Segundo Dagoberto José Fonseca (2009, p.61), a lei não libertou os negros nascidos de mulheres escravizadas, pois eles dependiam dos cuidados maternos, sobretudo da amamentação. Ao contrário, teve consequências sociais gravíssimas à medida que se as crianças eram livres e as mães cativas, não havia obrigações dos senhores em relação aos filhos, de modo que um número expressivo de crianças foi relegado ao abandono.

Em outros casos, mesmo que livre, a criança ficava sob a tutela dos donos da mãe até que completasse 21 anos, o que representava uma escravidão camuflada, visto que a criança permanecia servindo tal como escravizada. Essa situação abria uma remota possibilidade de educação formal para negros, visto que se os senhores de suas mães eram responsáveis por sua tutela, também o eram por sua educação, o que era demonstrado na própria legislação da época (FONSECA, M., 2001, p. 12):

Art. 7o — Os filhos das escravas nascidos depois da publicação desta lei serão considerados livres. Os libertos em virtude desta disposição ficarão em poder e sob a autoridade dos senhores de suas mães, que exercerão sobre eles o direito de patronos, e terão a obrigação de criá-los e tratá-los, proporcionando-lhes sempre que for possível a instrução elementar (Câmara dos Deputados, 1874, p. 27).

Essa indicação legal não se constituía em obrigatoriedade, mas abria possibilidades de ação dos senhores e principalmente em aceitação de algumas instituições, uma vez que legalmente negros não eram considerados cidadãos e não poderiam reivindicar direitos. Dentre essas instituições, pode-se citar o Colégio de Nossa Senhora do Amparo e o

Instituto dos Educandos Artífices,que eram instituições paraenses devotadas a receberam filhos de mães escravizadas.

Lei da Abolição da Escravatura: o Decreto 3353, de 13 de maio de 1888, mais conhecido como Lei Áurea, que é assinado pela princesa Isabel e coloca fim à escravidão no Brasil.

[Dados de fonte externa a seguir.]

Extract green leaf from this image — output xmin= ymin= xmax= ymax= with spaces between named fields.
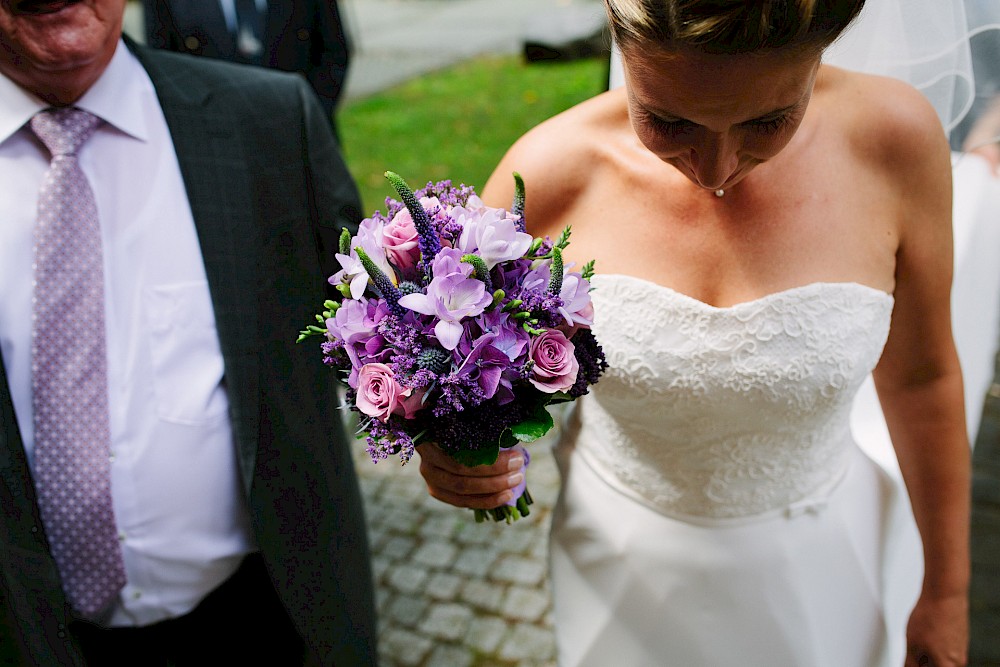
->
xmin=509 ymin=405 xmax=554 ymax=442
xmin=554 ymin=225 xmax=572 ymax=250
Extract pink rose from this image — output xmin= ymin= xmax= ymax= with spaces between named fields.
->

O caminho até a promulgação das leis citadas demonstra que não houve a preocupação de pensar o negro como alguém livre, detentor de direitos e partícipe da sociedade, mas, como fruto de uma série de conveniências políticas, econômicas e de orientação internacional para que o Brasil se construísse conforme os ditames políticos exigidos pela realidade internacional do século XIX. Sobre os reais interesses a respeito da abolição, Skidmore (2012, p.53) esclarece a posição em que se encontravam os fazendeiros conservadores a respeito da abolição:

No último minuto, viram que a substituição dos escravos por trabalhadores livres poderia ser até benéfica, porque estes poderiam ser menos caros e mais eficientes que aqueles. Além disso, conduzir o passo final para a abolição manteria o governo sob o controle da elite agrária, impedindo assim a ascensão ao poder de abolicionistas de longa data que talvez viessem com ideias radicais como reforma agrária.

Em resumo, o foco da abolição da escravidão não foi o bem estar dos ex- escravizados, uma vez que foram pensadas maneiras de substituição de sua mão de obra, de modo a obter resultados até mais eficientes. Quanto aos ex-escravizados, não houve um planejamento que visasse a sua inserção na sociedade. Ao contrário, permaneceram à margem, tornando-se um ônus social.